SETARA: MK Keluar Jalur dengan Putus Masa Jabatan Pimpinan KPK Jadi 5 Tahun

Mahkamah Konstitusi (MK) dinilai telah keluar jalur dengan memutus memperpanjang masa jabatan pimpinan KPK dari 4 tahun menjadi 5 tahun. Sebab hal itu sejatinya merupakan ranah pembentuk undang-undang dalam hal ini DPR dan Pemerintah.
Ketua Badan Pengurus SETARA Institute, Ismail Hasani, menyebut sejak awal pemeriksaan permohonan Wakil Ketua Nurul Ghufron yang akhirnya dikabulkan MK, sudah dipaksakan. Sebab jika merujuk pada kasus-kasus sebelumnya, soal batasan usia, batasan syarat menduduki jabatan, dikategorikan oleh MK sebagai opened legal policy atau kebijakan hukum terbuka.
"Artinya kewenangan pengaturan ada pada organ pembentuk UU yakni DPR dan Presiden. Jadi isu usia calon dan masa jabatan pimpinan KPK bukanlah isu konstitusional melainkan kebijakan hukum terbuka. Hanya saja MK tidak konsisten dalam memperlakukan norma-norma sejenis ini," kata Ismail dalam keterangannya, Jumat (26/5).
Ismail mengatakan, putusan MK juga disertai dengan dissenting opinion atau perbedaan pendapat. Bahkan yang tidak sepakat dengan putusan memperpanjang masa jabatan pimpinan KPK menjadi 5 tahun ada 4 hakim konstitusi.
"Semakin menegaskan keterbelahan pandangan di tubuh MK. Sekalipun dissenting atau concurring opinion suatu hal biasa, tetapi tren keterbelahan yang berulang menggambarkan bahwa tubuh MK semakin rapuh, rentan dan mengalami pengikisan kenegarawanan hakim dan integritas kelembagaan," kata dia.
Ismail juga mengomentari pernyataan dari juru bicara MK Fajar Laksono. Sebelumya Fajar menyebut bahwa putusan soal masa jabatan pimpinan KPK menjadi 5 tahun akan diterapkan pada masa jabatan pimpinan lembaga antirasuah saat ini.
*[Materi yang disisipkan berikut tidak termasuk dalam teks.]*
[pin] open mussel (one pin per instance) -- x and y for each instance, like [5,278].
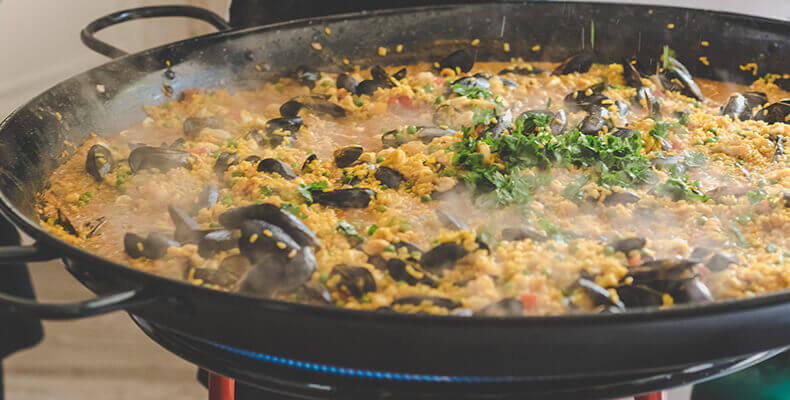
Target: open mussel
[443,257]
[352,280]
[99,162]
[152,247]
[775,113]
[580,63]
[347,155]
[598,120]
[316,104]
[345,198]
[273,165]
[163,159]
[193,125]
[677,78]
[460,59]
[272,214]
[737,108]
[418,300]
[389,177]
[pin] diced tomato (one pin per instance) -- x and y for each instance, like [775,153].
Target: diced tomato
[529,300]
[403,101]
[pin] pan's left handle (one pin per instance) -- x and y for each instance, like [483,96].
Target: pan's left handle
[128,299]
[88,33]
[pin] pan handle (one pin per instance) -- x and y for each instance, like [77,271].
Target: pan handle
[88,33]
[87,308]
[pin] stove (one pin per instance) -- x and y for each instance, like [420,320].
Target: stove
[286,378]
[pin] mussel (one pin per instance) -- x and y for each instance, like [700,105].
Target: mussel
[345,198]
[152,247]
[193,125]
[677,78]
[460,59]
[418,300]
[163,159]
[99,162]
[443,257]
[598,119]
[352,280]
[389,177]
[272,214]
[273,165]
[775,113]
[347,155]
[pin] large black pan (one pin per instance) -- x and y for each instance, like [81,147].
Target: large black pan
[520,349]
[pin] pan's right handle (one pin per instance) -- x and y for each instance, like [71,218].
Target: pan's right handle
[12,256]
[88,33]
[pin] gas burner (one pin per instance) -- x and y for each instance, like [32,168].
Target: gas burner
[302,379]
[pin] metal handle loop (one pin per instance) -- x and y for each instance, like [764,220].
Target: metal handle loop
[88,33]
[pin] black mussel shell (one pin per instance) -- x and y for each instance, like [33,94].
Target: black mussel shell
[410,273]
[306,167]
[624,197]
[272,214]
[526,70]
[775,113]
[389,177]
[599,295]
[345,156]
[307,76]
[217,241]
[351,280]
[522,233]
[99,162]
[400,74]
[224,161]
[632,76]
[163,159]
[755,98]
[345,198]
[346,81]
[450,222]
[229,272]
[207,198]
[273,165]
[368,87]
[417,300]
[193,125]
[579,63]
[381,76]
[443,257]
[315,104]
[677,78]
[187,229]
[737,108]
[264,242]
[268,276]
[152,247]
[628,245]
[460,59]
[598,119]
[507,307]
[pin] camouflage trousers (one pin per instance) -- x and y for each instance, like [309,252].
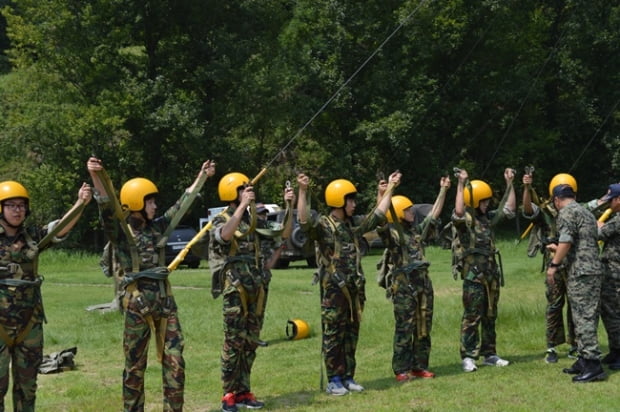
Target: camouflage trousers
[554,316]
[413,321]
[24,359]
[241,334]
[480,312]
[584,296]
[266,282]
[610,311]
[136,337]
[340,330]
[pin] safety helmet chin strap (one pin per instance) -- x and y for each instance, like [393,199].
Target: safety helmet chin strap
[9,224]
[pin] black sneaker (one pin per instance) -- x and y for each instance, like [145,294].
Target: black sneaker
[228,403]
[249,401]
[611,357]
[551,356]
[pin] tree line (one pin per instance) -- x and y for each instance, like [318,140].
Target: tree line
[156,87]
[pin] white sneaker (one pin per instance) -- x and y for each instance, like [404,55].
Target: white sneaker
[336,388]
[495,360]
[469,365]
[353,386]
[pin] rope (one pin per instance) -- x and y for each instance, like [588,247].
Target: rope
[531,88]
[345,84]
[594,135]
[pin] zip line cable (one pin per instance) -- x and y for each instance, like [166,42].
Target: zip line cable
[594,135]
[452,76]
[531,88]
[355,73]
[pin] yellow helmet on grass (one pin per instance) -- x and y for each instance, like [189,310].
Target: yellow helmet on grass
[299,329]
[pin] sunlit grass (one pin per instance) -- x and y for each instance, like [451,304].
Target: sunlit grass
[287,374]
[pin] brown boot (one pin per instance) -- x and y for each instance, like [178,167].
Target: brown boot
[576,368]
[592,372]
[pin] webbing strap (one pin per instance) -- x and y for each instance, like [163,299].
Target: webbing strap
[331,271]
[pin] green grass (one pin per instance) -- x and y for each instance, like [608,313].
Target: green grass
[287,374]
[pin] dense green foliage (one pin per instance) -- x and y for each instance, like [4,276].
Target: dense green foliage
[156,87]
Alasan Fajar, karena putusan MK mengikat dan berlaku sejak dibacakan. Akan tetapi, menurut Ismail, hal tersebut hanyalah tafsir Fajar Laksono saja, bukan bunyi putusan MK.
"Oleh karena itu bisa diabaikan. Betul bahwa putusan MK final dan mengikat dan berlaku saat diucapkan, tetapi objek uji materi di MK adalah norma abstrak dan tidak ditujukan untuk menyelesaikan kasus konkret, seperti yang diminta Nurul Gufron," kata dia.
"Apalagi sifat putusan ini adalah putusan yang sifatnya non-self executing, yang tidak serta merta berlaku untuk memperpanjang masa jabatan pimpinan KPK saat ini," sambungnya.
Menurut Ismail, jika putusan tersebut diberlakukan di era Firli Bahuri dkk, maka MK tidak hanya abai dalam membuat putusan, tetapi juga berpotensi menyebabkan kekacauan, ketidakpastian dan pertentangan hukum baru.
"Keppres 129/P Tahun 2019 tentang pengangkatan KPK tetap sah hingga masa akhir jabatan pimpinan KPK berakhir di 2023," kata dia.
"Putusan MK yang membentuk norma baru, yakni mengubah masa jabatan dari 4 tahun menjadi 5 tahun, adalah keluar jalur karena itu kewenangan pembentuk UU," sambungnya.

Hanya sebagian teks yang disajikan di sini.